Pathway to a Fishery
As described in the goal statement for the amendment, the Council “does not intend to prohibit new commercial fisheries and expansion of existing commercial fisheries for (currently) unmanaged forage species indefinitely, but only until the Council has had the opportunity to consider scientific information and assess potential impacts.”
So as part of the action, there are alternatives to consider/evaluate proposals for new fisheries and/or expansion of existing fisheries.
These include requiring an Exempted Fishery Permit (EFP) which would allow some fishing and data gathering. It’s really first step in understanding if such a fishery is sustainable, in an ecosystem context.
But the current NOAA EFP process isn’t specifically designed for this sort of thing. It would need some sort of Council review of permit applications. And so there is an alternative in the Unmanaged Forage Amendment for such a thing.
It doesn’t end there though. After the EFP is completed then what? There needs to be a requirement to proceed with either making it a stock in a Council FMP or to just create an entirely new FMP with reference points, etc. That is the only way to ensure full sustainability.

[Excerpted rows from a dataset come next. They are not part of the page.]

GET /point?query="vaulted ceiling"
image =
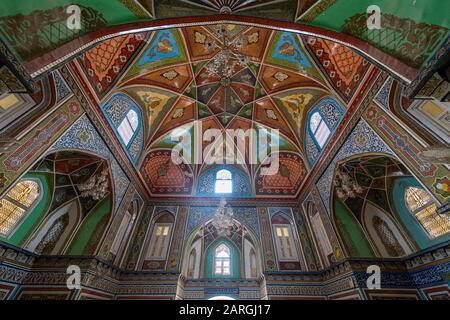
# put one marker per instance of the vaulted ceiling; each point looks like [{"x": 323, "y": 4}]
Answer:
[{"x": 221, "y": 77}]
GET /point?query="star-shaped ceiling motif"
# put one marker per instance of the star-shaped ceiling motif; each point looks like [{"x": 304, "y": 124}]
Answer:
[{"x": 227, "y": 77}]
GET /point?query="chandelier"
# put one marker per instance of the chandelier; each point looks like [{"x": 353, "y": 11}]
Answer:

In Short, Here’s What We Should Support
Re the list, we should support inclusion as is, and viciously fight to keep false albacore on. And to a lesser extent chub and bullet mackerel. All are important forage species, whether they fit the SSC definition nicely or not. And all are likely under some threat of a large scale fishery developing.
We should support alternative 2Bii, which would designate species on the list as ecosystem components and limit possession to 1700 pounds.
We should support the implementation of an annual chub mackerel landings limit of 2.86 million pounds (three-year average) with a 10k pound incidental possession limit, and a requirement to begin work to initiate a new amendment to add chub mackerel to the Mackerel Squid Butterfish FMP as a stock in the fishery.
We should support alternative 4C: Require EFP prior to development of new or expansion of existing fisheries for Ecosystem Component Species, 4Cii: New policy for Council review of EFP applications relating to Ecosystem Component Species, and 4D: Consideration of stock in the fishery designation prior to new fisheries or expansion of existing fisheries for ECs.
The meeting is this Monday at 9am at the Hilton Virginia Beach Oceanfront, 3001 Atlantic Avenue,
Virginia Beach. Any anglers in the area should show up to support keeping false albacore on the list and to support the above alternatives.